OTTAWA (CP) - Members of the Canadian Forces are more likely to experience mental distress than their civilian counterparts, a survey released Thursday says. A "significant proportion" of the military people questioned reported feeling mental distress in the month before the survey was conducted in 2000. More than half reported nervousness, slightly less than half reported restlessness.

"One in three members report symptoms associated with depression for a period of at least two weeks in the year preceding the survey, either in the form of feelings of sadness, feeling blue or depressed (15 per cent) or in a loss of interest in things they usually enjoy (17 per cent)," the survey found.

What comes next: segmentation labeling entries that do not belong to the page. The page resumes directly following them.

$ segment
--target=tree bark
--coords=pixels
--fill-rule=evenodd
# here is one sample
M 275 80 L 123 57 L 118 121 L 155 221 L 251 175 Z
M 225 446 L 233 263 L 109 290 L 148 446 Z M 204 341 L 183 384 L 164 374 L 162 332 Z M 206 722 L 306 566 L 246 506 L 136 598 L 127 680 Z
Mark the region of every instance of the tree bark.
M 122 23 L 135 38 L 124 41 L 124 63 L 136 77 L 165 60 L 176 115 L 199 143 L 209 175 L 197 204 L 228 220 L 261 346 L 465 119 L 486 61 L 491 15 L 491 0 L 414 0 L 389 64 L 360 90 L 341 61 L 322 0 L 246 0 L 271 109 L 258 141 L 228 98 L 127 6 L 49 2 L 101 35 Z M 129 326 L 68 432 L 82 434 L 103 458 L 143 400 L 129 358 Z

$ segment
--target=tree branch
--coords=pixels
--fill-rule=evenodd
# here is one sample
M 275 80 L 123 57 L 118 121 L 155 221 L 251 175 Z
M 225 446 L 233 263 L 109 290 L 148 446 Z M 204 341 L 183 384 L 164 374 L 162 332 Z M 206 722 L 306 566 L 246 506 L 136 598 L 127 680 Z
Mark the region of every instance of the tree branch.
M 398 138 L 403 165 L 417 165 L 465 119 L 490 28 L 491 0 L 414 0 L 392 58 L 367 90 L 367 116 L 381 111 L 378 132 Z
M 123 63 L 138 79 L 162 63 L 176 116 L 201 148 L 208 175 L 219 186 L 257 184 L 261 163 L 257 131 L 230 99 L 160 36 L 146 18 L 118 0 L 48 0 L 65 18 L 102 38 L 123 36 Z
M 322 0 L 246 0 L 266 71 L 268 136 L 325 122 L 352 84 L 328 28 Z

The symptoms were more common among women, people age 31 to 45, single people and those who have been on two or more overseas deployments in the past 10 years.

A third of the people in the Forces have had two or more deployments in the last 10 years. Many have been sent on three or more missions.

The military has long been troubled by the incidence of post-traumatic stress among its members, especially those who have been on repeated deployments in difficult regions. It has set up programs to help its personnel, but the survey suggests there are suspicions in the rank and file about these efforts.

Only 10 per cent of the troops said they consulted a health professional about mental or emotional troubles.

A quarter of the members surveyed reported they didn‘t get the medical care they felt they needed at least once during the previous year. About 25 per cent of these said they feared that discovery of a health problem would jeopardize their careers.

The military medical system got poor marks for communication and only a third of respondents expressed confidence in the system.

Generally members of the Forces said they were in good health, but while a quarter of civilians say they enjoy "excellent health" only a fifth of the military claimed that status.

About a quarter of the military reported injuries in the previous year that limited their activities for a time. Most of these were sprains and strains suffered while playing sports.

The survey, conducted by Decima Research on behalf of the Forces, involved more than 27,000 people - about half of the regular force.

- 30 -
 
My disdain for this study is simple. Stats Can has been directed to interview a very tight demographic profile.

I conversed with the project manager about three months ago WRT interviewing former members with diagnosed injuries and deriving what went wrong for them. It was mutually agreed that a large percentage of those who were affected during the period 91 to 00 have left the CF and it will be nearly impossible to gain a true spectrum of the issues related to Physical and Mental health concerns.

Many of those who will be/have been interviewed have little operational experience or those who do have served on the current ops that have a slower op tempo.

In short, those who can provide the most info are being left out and those who will be interviewed will not have the hard earned knowledge of the troubled early tours of the Balkans, and some of the African tours.
 
Harry - excellent points - thanks.

You‘ve reminded me of the survey they conducted by interviewing personnel leaving the CF. When the survey produced critical results, they dismissed them by saying the interviewees were predisposed to having a negative opinion ... since they were releasing/quitting ... (duh?)